I wouldn’t worry to much about high protein, in the end its just expensive carbs as long as you are healthy. Personally, i’ve always ended up with 3g/kg or over mainly due to being fairly light and having high energy needs. Plus it also keeps you satiated better to.
Little off-topic but still replated to protein. Has any experienced whey protein to cause blood sugar to plummet? I assume its due to the insulaginic effect of whey (see many studies). I wonder if it is the same with vegan plant-based protein powders.
Thanks. This is actually something I’ve thought about a lot. I don’t eat much meat (usually just 100ish g of chicken breast with dinner). I do see how ridiculous it seems to mix whey protein into milk, but I had pea protein once and it was bad. Really bad. How does the hemp protein taste?
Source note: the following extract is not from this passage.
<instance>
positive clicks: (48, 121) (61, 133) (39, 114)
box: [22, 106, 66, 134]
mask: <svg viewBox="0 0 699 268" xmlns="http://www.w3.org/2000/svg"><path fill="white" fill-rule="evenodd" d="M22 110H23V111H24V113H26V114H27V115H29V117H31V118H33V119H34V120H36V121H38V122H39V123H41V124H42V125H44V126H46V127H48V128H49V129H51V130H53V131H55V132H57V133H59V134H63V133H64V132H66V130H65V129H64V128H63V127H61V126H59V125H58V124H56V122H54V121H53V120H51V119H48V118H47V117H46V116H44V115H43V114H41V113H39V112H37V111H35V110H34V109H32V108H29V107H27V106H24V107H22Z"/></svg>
Love the pretzels idea (pretzels are one of my favorite foods )! Rather than worrying about getting “too much” protein at any one meal (40g in a meal is totally reasonable), I’d just focus on spreading protein throughout the day and getting in enough carbohydrate.
It tastes like whatever I mixed it with. I’ve never drank it straight (according to the jug, it tastes like vanilla). It’s not a strong enough taste to override whichever frozen fruit is in there. It does make shakes/smoothies a rather unappealing green ish color, though.
The complete protein issue is something I’ve paid attention to largely because I’ve been a vegetarian for awhile. I don’t know how significant it is for you given the chicken. Having complete proteins (or ingredients thereof) on board for more of the day seems like may be helpful.
I’m not sure what they said on the podcast but interested to hear if it jived with what I said here.
Might be useful. Kind of a nerdy deep dive for your consideration.
They’ve cited my book on the cast before, regarding intra-workout catrbs (way back at ep 243 or something), but I’m not sure if they did that this go-round re: protein.
There is a highly accessible book on sports nutrition by Anita Bean, called something like Sports Nutrition. Its jammed full of tips and facts. She was a body builder and now works as a nutritionist. Loads of citations from research papers. Looking at Amazon, the current version is edit 9, so I guess its being updated with new research.
There are specific amounts of protein and carbs she recommends based on whether you are trying to bulk up or compete in endurance sports. Its really worth the purchase, if you value your health.
You can see online in the preview of the book though, daily protein recommendations between 0.75g/kg (sedentary person) to 1.2-2.0g/kg for someone who is active.